Con la feria, la ciudad cobraba vida porque cientos de provincianos llegaban a la pequeña metrópoli en tren, diligencia o lomo de mula, con ánimo de hacer negocio o simplemente a divertirse con las novedades de la feria.
La feria de Jocotenango es una de las festividades populares más enraizadas y antiguas de esta ciudad, ya que vino con los antiguos moradores de Santiago, cuando fueron obligados a abandonar su tierra por causa de los terremotos de Santa Marta en 1773.
Cuando se repartieron los solares y terrenos que ocuparían los barrios y pueblos del antiguo Santiago, a los jocotecos les fue asignado un paraje frondoso y verde, con abundante agua y con bosque de cipreses, localizado al norte de lo que sería la nueva ciudad. Allí construyeron sus viviendas con madera y pajas, y una iglesia de cal y canto para honrar a la Virgen Asunta, y en lo que sería la plaza, junto a la iglesia, sembraron la ceiba, como mandaba la costumbre.
Cuentan las historias de antes, que los Jocotecos sobresalieron en el nuevo valle como hábiles albañiles, que gozaron de buena reputación y abundante trabajo en la ciudad que recién se estaba construyendo. Y no sólo pasaron a la historia como los constructores sino por su feria, la que con el correr de los años, y debido a lo alegre y florido de sus ventas, llegó a convertirse en la feria patronal de la nueva ciudad capital.
Agosto era un mes alegre para nuestros bisabuelos y sus padres, quienes vivían en la entonces pacífica ciudad capital. Para ellos, era mes de estreno, porque todos querían ir a presumir a la feria. Era el momento indicado para hacerse del nuevo caballo para el landó, de comprar el marrano para los chicharrones, o para hacerse de una jerga o corte momosteco de pura lana, como las que usaba mi abuelo para confeccionarse su traje del año. En principio era una feria ganadera y de insumos de barro, tan necesarias en las cocinas y comedores de época.
A la feria agostina llegaban los arrieros de Oriente, no sólo a vender caballos, sino a contar historias de magos y aparecidos, y de parejas infieles, convertidas en piedras como castigo.
También llegaban los gitanos o húngaros a vender peroles de cobre, en los que se cocinaba las jaleas y antes de camote y guayaba. Venían también del Altiplano los agricultores y artesanos con sus cacashtes repletos de manzana, durazno, pan de mashtate, dulces de colores en cuadritos, alborotos, jícaras para el chocolate caliente, trastes vidriados y rosarios de tusa, entre muchas otras.

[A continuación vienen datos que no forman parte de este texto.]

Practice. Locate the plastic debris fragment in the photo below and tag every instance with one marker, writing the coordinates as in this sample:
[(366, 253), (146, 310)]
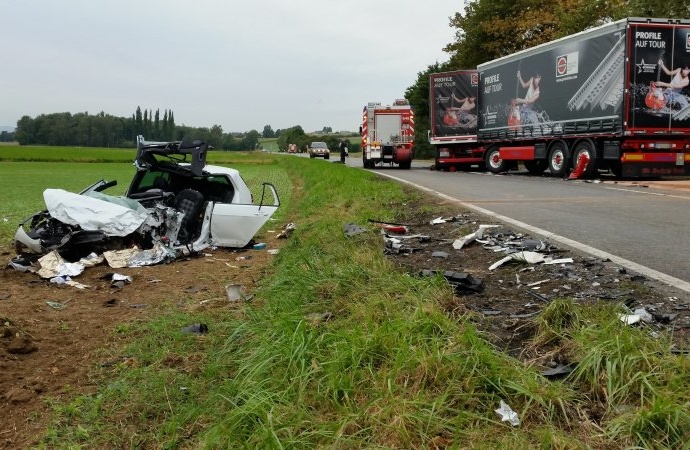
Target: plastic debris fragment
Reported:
[(507, 414)]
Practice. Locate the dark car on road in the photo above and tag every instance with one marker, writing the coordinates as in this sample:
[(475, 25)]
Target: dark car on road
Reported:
[(319, 149)]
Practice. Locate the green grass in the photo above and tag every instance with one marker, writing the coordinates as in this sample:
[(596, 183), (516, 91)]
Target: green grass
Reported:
[(23, 178), (388, 370)]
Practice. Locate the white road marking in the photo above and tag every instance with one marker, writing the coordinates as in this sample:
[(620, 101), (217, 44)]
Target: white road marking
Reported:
[(630, 265), (660, 194)]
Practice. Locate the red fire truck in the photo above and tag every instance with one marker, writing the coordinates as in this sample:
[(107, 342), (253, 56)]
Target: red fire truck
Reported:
[(387, 134)]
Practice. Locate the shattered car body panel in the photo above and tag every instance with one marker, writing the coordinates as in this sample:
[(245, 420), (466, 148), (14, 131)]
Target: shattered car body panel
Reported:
[(171, 202)]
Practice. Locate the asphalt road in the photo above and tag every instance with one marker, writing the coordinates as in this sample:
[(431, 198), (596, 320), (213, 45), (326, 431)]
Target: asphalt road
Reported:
[(644, 222)]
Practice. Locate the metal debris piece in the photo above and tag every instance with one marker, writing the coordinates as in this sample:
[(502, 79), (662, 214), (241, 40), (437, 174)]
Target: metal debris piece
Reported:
[(548, 261), (52, 265), (351, 229), (539, 296), (462, 282), (197, 328), (317, 318), (57, 305), (478, 234), (640, 314), (524, 256), (664, 318), (507, 414), (558, 370), (287, 231)]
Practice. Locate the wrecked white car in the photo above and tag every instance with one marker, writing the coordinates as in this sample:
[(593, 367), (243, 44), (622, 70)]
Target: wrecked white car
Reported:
[(176, 204)]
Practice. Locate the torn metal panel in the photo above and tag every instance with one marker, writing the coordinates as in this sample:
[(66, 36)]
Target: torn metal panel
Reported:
[(93, 214)]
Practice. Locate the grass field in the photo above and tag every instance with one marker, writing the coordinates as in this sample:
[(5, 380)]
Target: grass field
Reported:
[(389, 370)]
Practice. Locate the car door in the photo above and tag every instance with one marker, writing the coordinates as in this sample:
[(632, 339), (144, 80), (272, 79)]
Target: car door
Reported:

La semana del quince de agosto, la ciudad de Guatemala se ponía alegre y animada. Los jóvenes salían a las calles anunciando la fiesta y la feria, tocando al unísono y muy fuerte, miles de pitos de barro de Patzún y Rabinal porque además del comercio, las transacciones y de los dulces y golosinas que llegaban a la ciudad se convertía el punto de encuentro de los citadinos, una excusa para la fiesta, la conversación y para los menos, el estreno.